Les deux volets du plan de relance des États-Unis : résoudre les difficultés présentes, préparer l’avenir.
les ambitions du plan de relance Obama - Geithner : des mesures immédiates pour résoudre les problèmes actuels des secteurs économiques les plus touchés par la crise et des moyens gigantesques (2000 milliards de dollars prévus en totalité) mis en œuvre pour préparer la voie à une économie basée sur une croissance et une prospérité à long terme.
Abattements fiscaux, aides sociales, mises en route de grands chantiers – réseau autoroutier et logement social-, aides aux secteurs de l’éducation, de la recherche et de la santé. Le plan de relance américain est un déploiement de mesures et de moyens exceptionnels. Il confirme la volonté d’action du gouvernement fédéral et du Président Obama. Le « début de la fin » de la crise assure Barak Obama en signant à Denver le tiers du gigantesque plan de relance de 787 milliards de dollars soit 610 milliards d’euros. Le coût du plan dans son ensemble est aujourd’hui évalué à plus de 2000 milliards de dollars.

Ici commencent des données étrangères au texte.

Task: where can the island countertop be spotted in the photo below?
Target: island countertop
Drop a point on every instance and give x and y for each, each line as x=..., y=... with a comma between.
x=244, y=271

Au-delà du sauvetage des établissements financiers, il s’agit de prévenir la chute de l’économie américaine qui se débat aujourd’hui contre une montée rapide du chômage (6 millions d’emplois de perdus depuis le début de la récession), un secteur immobilier en catatonie et une consommation en recul. Le gouvernement américain prépare « les premiers pas nécessaires pour replacer notre économie sur des fondations plus solides et pour ouvrir la voie à la croissance et à la prospérité à long terme », comme le souligne le président Barak Obama.

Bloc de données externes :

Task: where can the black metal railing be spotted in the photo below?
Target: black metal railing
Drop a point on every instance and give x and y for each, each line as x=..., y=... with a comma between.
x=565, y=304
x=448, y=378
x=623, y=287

A la différence des plans précédents, ce nouveau plan de relance, ne se contente pas d’un seul objectif: la stabilisation des marchés financiers et la sauvegarde des établissements bancaires. Il décline un nombre impressionnant de mesures destinées à l’ensemble des activités économiques touchées par la récession et, au-delà de ces secteurs d’activité en difficulté, met de larges moyens en œuvre dans des secteurs porteurs d’avenir,l’éducation, les énergies nouvelles et le domaine de la santé.

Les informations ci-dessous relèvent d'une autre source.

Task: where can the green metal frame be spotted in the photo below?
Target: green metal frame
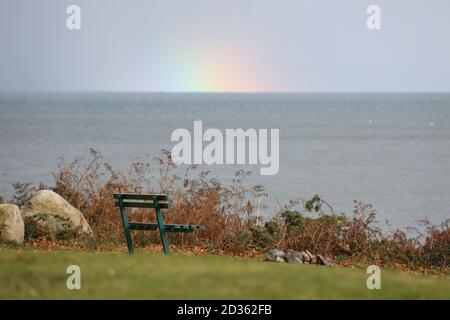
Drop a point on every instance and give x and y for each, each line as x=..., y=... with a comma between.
x=156, y=201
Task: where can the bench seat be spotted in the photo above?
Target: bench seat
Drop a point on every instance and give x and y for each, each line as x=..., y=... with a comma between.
x=168, y=227
x=148, y=201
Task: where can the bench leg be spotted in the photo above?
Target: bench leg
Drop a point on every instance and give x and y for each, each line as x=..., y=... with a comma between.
x=162, y=231
x=126, y=229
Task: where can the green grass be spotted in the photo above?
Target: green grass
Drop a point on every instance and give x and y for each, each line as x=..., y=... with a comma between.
x=42, y=275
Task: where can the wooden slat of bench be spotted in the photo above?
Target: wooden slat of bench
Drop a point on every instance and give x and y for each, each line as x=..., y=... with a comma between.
x=143, y=226
x=138, y=196
x=133, y=204
x=168, y=227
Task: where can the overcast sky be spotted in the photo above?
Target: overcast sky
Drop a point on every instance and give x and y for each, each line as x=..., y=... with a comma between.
x=226, y=45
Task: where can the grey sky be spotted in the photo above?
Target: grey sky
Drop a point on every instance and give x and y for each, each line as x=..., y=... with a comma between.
x=265, y=45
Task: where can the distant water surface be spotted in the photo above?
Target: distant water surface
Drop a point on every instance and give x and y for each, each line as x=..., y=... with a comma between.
x=392, y=150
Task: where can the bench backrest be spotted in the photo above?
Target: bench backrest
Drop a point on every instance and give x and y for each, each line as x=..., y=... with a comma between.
x=135, y=200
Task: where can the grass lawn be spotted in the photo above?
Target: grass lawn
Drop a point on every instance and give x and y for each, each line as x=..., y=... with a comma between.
x=146, y=275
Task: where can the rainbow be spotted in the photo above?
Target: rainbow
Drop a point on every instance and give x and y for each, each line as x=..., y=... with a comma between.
x=210, y=71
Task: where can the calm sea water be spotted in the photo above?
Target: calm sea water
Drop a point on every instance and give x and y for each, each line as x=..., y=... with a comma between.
x=391, y=150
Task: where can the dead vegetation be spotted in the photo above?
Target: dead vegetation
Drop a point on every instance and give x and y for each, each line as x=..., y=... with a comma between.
x=229, y=212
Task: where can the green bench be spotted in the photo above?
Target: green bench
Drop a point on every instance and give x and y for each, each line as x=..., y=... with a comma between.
x=156, y=201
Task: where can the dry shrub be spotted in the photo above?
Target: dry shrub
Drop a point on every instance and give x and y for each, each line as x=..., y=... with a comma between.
x=228, y=212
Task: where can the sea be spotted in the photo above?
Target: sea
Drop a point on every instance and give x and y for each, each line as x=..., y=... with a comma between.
x=389, y=150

Le plan apprécie de façon globale les problèmes à résoudre et trace la voie croissance économique durable.
- Dans une perspective immédiate : l’assainissement des comptes des établissements financiers par la création d’une « bad bank » ;un plan d’urgence destiné à réduire le taux d’endettement, en baissant les mensualités des prêts immobiliers des ménages ayant des difficultés de remboursement ; une dotation de 43,7 milliards aux dépenses sociales, dont 26,9 milliards affectés d'urgence pour l'indemnisation des chômeurs. Pour cette année et l’année prochaine, le plan d’allégement fiscal qui devrait toucher 95% des familles américaines(entre 400 et 800dollars par an suivant la situation).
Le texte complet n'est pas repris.